Abstract
Amyloids, protein aggregates with a cross β-sheet structure, contribute to inflammation in debilitating disorders, including Alzheimer's disease. Enteric bacteria also produce amyloids, termed curli, contributing to inflammation during infection. It has been demonstrated that curli and β-amyloid are recognized by the immune system via the Toll-like receptor (TLR) 2/TLR1 complex. Here we investigated the role of CD14 in the immune recognition of bacterial amyloids. We used HeLa 57A cells, a human cervical cancer cell line containing a luciferase reporter gene under the control of an NF-κB promoter. When HeLa 57A cells were transiently transfected with combinations of human expression vectors containing genes for TLR2, TLR1, and CD14, membrane-bound CD14 enhanced NF-κB activation through the TLR2/TLR1 complex stimulated with curli fibers or recombinant CsgA, the curli major subunit.
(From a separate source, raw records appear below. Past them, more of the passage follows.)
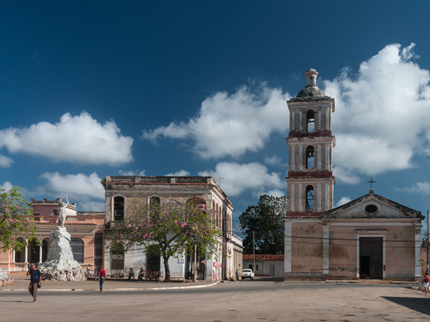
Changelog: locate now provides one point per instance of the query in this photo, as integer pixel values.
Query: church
(371, 237)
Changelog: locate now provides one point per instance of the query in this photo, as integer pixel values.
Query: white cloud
(236, 178)
(230, 125)
(381, 114)
(77, 139)
(420, 187)
(275, 161)
(5, 162)
(6, 186)
(91, 206)
(343, 201)
(275, 193)
(78, 187)
(180, 173)
(132, 173)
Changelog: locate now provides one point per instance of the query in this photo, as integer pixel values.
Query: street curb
(113, 289)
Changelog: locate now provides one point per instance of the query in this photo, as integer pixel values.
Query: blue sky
(89, 89)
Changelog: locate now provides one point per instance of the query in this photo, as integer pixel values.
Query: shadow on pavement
(417, 304)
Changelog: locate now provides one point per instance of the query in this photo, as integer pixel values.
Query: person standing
(102, 274)
(35, 279)
(426, 282)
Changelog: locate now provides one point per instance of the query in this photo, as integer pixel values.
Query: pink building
(86, 230)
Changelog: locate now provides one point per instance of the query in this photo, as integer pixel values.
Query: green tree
(15, 220)
(267, 221)
(167, 228)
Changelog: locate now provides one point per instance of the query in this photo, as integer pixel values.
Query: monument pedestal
(60, 264)
(5, 279)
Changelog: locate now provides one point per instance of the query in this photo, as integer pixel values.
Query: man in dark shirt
(35, 278)
(102, 274)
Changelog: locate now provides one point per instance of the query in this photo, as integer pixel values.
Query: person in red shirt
(102, 274)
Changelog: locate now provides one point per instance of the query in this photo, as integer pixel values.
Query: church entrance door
(371, 257)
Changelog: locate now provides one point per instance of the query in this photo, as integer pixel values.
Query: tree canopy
(15, 220)
(267, 221)
(166, 227)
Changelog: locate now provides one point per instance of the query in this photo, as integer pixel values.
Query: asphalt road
(243, 301)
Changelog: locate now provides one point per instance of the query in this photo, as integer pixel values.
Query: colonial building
(265, 264)
(86, 230)
(370, 237)
(122, 190)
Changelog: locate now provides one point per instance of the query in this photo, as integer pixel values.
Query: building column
(40, 252)
(417, 251)
(326, 243)
(287, 246)
(26, 253)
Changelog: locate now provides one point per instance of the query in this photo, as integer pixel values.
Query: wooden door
(371, 257)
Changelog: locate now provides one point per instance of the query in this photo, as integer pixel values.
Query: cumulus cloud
(6, 186)
(343, 201)
(180, 173)
(77, 139)
(420, 187)
(230, 125)
(345, 175)
(132, 173)
(78, 187)
(275, 161)
(5, 162)
(381, 114)
(236, 178)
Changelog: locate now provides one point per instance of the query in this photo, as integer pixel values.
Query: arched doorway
(45, 249)
(34, 251)
(153, 260)
(20, 255)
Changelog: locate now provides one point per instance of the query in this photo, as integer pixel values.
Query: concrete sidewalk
(21, 284)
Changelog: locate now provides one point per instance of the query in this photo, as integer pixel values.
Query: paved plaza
(243, 301)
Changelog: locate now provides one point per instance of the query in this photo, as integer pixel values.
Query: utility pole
(253, 252)
(195, 264)
(427, 266)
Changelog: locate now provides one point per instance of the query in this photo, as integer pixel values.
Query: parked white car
(247, 273)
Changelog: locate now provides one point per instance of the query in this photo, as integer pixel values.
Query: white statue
(60, 264)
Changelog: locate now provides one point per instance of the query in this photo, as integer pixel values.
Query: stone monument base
(62, 270)
(5, 279)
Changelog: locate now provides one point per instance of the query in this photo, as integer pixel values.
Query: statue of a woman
(62, 215)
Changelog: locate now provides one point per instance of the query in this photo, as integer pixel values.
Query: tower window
(310, 121)
(310, 197)
(118, 208)
(310, 157)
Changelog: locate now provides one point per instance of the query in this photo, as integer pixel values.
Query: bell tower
(310, 180)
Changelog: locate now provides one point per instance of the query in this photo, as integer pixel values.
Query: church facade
(371, 237)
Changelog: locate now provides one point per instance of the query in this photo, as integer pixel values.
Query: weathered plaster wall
(307, 253)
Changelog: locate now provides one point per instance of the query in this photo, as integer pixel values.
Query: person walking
(426, 282)
(102, 274)
(35, 279)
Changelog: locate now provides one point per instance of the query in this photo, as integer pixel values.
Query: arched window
(155, 200)
(118, 208)
(77, 246)
(310, 197)
(310, 157)
(45, 249)
(310, 121)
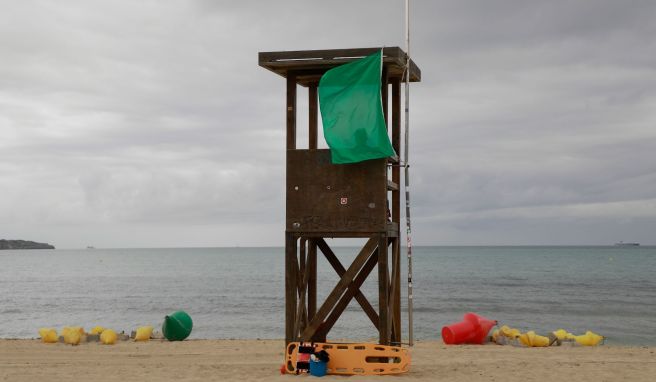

Similarly, soluble CD14 augmented the TLR2/TLR1 response to curli fibers in the absence of membrane-bound CD14. We further revealed that IL-6 and nitric oxide production were significantly higher by wild-type (C57BL/6) bone marrow-derived macrophages compared with TLR2-deficient or CD14-deficient bone marrow-derived macrophages when stimulated with curli fibers, recombinant CsgA, or synthetic CsgA peptide, CsgA-R4-5. Binding assays demonstrated that recombinant TLR2, TLR1, and CD14 bound purified curli fibers. Interestingly, CD14-curli interaction was specific to the fibrillar form of the amyloid, as demonstrated by using synthetic CsgA peptides proficient and deficient in fiber formation, respectively. Activation of the TLR2/TLR1/CD14 trimolecular complex by amyloids provides novel insights for innate immunity with implications for amyloid-associated diseases.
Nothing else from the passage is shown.